Uhm, ich mag den Laden. Wirklich nur zu empfehlen und sehr angenehm. Die Liebste fand ihn ebenfalls sehr schön und fühlte sich an den Film “Chocolat” erinnert. Den wiederum kann man auch gefahrenlos anschauen – außer, man versucht gerade vehemment der Versuchung zu widerstehen.
Im Anschluss daran durch den Saturn geschlendert, nach Spielen umgeschaut, “Gothic I-III” zum Schnäppchenpreis. Aber da ich ja eh nicht viel zum Spielen komme und falls doch genug Spiele hier rumstehen und -liegen habe, via Musik- zur DVD-Abteilung.
Auf Wunsch der Liebsten “Lucky # Slevin” gekauft. Wirklich schöner Film, dazu gleich gesondert mehr. Zusätzlich fiel mir günstigerweise noch “Shooter” in die Hände. Hmm, da weiß ich ja, was ich heute gucken könnte *hehe*
Nach diesem Medienrummel noch Unmengen Obst gekauft und anschließend schwer bepackt zurück nach Hause gefahren. Dort haben wir dann in mühevoller Kleinarbeit Saftbuch und Früchte kombiniert, im Mixer leicht modifiziert “verrührt” und anschließend probiert. Wirklich sehr lecker und teilweise auch verdammt nahrhaft.

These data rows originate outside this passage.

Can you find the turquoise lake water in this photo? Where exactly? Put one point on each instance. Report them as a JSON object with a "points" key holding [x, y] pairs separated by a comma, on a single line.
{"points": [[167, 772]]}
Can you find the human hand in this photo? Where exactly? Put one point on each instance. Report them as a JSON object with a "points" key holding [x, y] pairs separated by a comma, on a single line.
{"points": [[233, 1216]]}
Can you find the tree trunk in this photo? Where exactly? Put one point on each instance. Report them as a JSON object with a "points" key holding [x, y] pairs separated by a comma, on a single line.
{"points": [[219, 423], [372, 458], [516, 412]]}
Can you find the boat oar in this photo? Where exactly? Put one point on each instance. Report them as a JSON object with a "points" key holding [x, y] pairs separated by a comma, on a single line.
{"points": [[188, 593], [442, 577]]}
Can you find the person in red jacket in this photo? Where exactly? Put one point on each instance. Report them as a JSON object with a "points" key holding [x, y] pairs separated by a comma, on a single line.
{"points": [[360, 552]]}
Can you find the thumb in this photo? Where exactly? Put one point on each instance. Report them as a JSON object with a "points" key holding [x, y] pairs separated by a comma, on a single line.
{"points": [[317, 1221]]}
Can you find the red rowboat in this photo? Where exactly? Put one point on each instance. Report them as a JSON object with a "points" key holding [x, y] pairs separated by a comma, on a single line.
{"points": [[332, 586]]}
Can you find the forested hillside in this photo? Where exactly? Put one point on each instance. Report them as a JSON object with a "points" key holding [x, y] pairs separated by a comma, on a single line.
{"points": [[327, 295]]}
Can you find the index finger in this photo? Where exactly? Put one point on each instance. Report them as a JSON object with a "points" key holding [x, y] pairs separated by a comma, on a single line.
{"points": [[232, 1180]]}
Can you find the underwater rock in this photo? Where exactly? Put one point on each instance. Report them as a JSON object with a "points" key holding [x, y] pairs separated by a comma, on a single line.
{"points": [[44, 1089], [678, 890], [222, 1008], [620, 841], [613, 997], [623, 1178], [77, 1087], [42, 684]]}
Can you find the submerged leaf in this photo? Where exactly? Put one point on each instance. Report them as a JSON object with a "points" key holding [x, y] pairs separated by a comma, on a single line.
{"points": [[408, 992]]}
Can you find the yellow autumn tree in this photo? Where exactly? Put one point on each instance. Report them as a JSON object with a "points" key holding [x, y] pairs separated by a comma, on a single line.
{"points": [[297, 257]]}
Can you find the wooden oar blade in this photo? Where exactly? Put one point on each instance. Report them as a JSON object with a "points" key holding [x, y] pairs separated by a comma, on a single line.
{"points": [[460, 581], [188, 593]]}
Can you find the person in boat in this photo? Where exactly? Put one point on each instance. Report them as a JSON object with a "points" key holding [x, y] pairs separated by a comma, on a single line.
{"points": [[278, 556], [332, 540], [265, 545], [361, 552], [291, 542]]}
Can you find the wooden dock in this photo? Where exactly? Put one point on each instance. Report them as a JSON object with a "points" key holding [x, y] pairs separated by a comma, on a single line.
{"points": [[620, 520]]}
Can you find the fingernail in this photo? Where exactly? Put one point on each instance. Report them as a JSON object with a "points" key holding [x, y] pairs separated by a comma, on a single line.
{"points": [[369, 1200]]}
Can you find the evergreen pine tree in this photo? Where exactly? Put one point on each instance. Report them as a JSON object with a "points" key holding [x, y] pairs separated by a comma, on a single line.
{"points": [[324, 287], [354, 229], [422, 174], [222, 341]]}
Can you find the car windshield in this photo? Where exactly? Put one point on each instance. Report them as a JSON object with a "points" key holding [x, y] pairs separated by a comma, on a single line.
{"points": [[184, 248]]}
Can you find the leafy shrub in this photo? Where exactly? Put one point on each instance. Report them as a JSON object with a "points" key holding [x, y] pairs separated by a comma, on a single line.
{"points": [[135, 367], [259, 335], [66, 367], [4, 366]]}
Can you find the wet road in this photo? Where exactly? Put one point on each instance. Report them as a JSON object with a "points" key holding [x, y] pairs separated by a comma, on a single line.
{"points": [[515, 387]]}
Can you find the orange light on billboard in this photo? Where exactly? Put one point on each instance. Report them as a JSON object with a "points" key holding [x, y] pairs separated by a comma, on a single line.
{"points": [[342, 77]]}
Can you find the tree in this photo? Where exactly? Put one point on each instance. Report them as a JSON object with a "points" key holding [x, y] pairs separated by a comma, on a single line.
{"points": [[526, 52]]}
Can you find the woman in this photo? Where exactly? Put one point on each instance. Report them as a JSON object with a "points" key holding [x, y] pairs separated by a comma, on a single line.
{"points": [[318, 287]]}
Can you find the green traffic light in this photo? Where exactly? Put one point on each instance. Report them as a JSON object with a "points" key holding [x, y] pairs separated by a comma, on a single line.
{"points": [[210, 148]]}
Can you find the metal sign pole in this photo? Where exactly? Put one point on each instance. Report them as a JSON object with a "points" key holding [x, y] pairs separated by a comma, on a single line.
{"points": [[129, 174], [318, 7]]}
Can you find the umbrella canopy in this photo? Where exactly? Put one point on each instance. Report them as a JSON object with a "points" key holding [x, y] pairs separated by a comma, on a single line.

Den nun fortgeschritten Abend ließen wir mit besagter DVD ausklingen.
Was die Liebste sich für Filme anschaut… (ja, ok, sie musste sich ihn damals ansehen – fand ihn aber gut) – schon schockierend. Wobei ja eigentlich gut, kann ich den doch jetzt als Legitimation für weitere Actionfilme nehmen *hehe* Es müssen ja nicht die niveaulosesten sein – und unabhängig davon gehen mir Liebesfilme und Komödien, beziehungsweise alles, was auch nur ansatzweise in die Richtung geht, so langsam aus.
Nein, wirklich ein schöner Tag. Einen, den man nicht großartig benennen, aber über den man viel schreiben kann.
Robby, traumreich

[...] der Erwerb dieses Films in diesem Eintrag mehr als einmal abgehandelt wurde, vielleicht ein paar Worte zum eigentlichen, am Freitag Abend [...]
Manchmal wirklich nervig, wenn man partout keinen Titel findet… aber gut gelöst. Sieht zumindest besser als 07.03.08 aus
… Obstsäfte wollte ich auch schon ewig mal wieder mit’ner Freundin machen. Sollten wir langsam mal in Angriff nehmen.